Is LMv2 using resnext101 or just res101?
Senwang98 opened this issue · comments
Describe
Model I am using (LayoutLMv2):
Hi, I'm doing some works based on LMv2, but I found FUNSD's F1 score is lower than that reported in paper.
So, I want to know the open source code using which visual backbone now?
It seems that the provided code about detectron2 config is using Res101 rather X101, so the f1 score is lower.
I am not sure my option is right or not.
BTW, I want to know that if I train CORD dataset based on BERT-base with longer epoches, BERT-base f1 score will higher than BERT-Large?
(When I reproduced CORD dataset on LMv2, I trained LMv2 10epoch rather than 5epoch, I found my BERT-base test f1 score = 96.3)

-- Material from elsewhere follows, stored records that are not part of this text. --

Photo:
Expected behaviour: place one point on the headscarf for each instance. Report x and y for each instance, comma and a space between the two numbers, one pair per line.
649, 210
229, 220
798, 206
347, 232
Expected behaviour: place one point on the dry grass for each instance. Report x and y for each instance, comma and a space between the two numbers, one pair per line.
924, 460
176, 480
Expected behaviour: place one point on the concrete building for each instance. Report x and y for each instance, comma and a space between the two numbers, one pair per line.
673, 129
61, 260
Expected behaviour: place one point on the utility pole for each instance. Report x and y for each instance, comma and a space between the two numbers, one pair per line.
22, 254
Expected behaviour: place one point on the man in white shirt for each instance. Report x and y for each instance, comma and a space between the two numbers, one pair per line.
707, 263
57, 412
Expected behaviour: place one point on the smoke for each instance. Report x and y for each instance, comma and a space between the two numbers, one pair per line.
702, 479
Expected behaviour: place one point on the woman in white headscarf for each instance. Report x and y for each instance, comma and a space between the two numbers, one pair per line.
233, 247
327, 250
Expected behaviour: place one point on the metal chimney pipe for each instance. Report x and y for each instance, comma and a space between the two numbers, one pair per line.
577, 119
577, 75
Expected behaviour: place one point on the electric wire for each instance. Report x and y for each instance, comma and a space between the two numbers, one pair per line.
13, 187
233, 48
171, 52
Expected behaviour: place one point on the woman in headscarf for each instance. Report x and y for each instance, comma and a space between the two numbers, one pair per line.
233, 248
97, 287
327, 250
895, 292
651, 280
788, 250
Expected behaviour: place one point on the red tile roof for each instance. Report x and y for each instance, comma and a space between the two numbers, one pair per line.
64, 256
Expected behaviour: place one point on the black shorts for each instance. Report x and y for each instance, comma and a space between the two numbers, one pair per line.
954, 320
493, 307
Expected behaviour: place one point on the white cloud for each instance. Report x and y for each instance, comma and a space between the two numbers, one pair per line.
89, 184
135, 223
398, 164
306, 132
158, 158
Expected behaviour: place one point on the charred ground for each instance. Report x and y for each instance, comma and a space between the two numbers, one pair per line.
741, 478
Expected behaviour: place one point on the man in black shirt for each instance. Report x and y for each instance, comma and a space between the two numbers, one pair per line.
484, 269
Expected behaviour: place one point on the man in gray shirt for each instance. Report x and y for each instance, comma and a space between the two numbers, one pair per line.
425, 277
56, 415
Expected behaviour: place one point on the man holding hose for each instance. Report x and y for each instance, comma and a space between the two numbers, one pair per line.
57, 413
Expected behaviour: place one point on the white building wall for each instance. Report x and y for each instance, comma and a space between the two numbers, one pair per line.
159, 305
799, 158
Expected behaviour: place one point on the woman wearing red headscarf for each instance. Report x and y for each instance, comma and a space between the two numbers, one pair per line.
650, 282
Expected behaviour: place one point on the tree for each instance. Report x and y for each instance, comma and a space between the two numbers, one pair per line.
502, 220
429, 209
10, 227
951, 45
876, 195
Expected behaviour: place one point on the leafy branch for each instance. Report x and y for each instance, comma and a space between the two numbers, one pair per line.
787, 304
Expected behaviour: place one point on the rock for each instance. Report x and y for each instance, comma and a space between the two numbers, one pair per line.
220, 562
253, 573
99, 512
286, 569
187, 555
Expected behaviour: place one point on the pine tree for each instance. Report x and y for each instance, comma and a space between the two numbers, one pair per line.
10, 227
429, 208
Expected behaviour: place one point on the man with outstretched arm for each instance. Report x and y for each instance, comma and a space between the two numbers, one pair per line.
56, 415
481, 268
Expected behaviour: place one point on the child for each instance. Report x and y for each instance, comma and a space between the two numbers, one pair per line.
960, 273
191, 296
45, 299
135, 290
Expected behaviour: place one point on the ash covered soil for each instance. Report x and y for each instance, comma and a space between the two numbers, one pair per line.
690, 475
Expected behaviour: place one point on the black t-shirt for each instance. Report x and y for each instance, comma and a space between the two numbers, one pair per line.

Hi @Senwang98 , we use resnext101 as the visual backbone. Loading the weight from the pre-trained model directly is ok, just make sure parameters are loaded correctly.
For the 2nd question, I think the first step is checking the evaluation and data process code, if there is nothing wrong in the code, try to make sure whether this phenomenon could be reproduced on other models(such as Bert).
@Dod-o
Ok, thanks for your reply!
For Q1, I think you are right.
For Q2, I am new here in NLP, I will check my codes.
BTW, Do you have any plan to release training codes about CORD just like FUNSD?
@Dod-o
I re-trained LMv2(layoutlmv2-base-uncased) with CORD, 5 epoch achieve 95.4 and 10 epoch got 96.03
***** eval metrics *****
epoch = 10.0
eval_accuracy = 0.9776
eval_f1 = 0.9741
eval_loss = 0.1345
eval_precision = 0.9756
eval_recall = 0.9725
eval_runtime = 0:00:02.73
eval_samples_per_second = 36.594
eval_steps_per_second = 4.757
***** Running Prediction *****
Num examples = 100
Batch size = 8
92%|████████████████████████████████████████████████████████████████████████████████████████████████████████████████████████████████▎ | 12/13 [00:02<00:00, 4.59it/s]***** test metrics *****
test_accuracy = 0.9728
test_f1 = 0.9603
test_loss = 0.162
test_precision = 0.9592
test_recall = 0.9614
test_runtime = 0:00:02.70
test_samples_per_second = 36.974
test_steps_per_second = 4.807
hi @Senwang98, The CORD code is similar to FUNSD, refer to the FUNSD code is ok.
And I'd like to know how did you calculate the F1? Did you use the token-level F1 rather than entity-level?
@Dod-o
I copy the metric codes from run_funsd.py.
So, I think I use token-level F1.
@Senwang98 I think we use entity-level metrics, maybe you can double-check about this.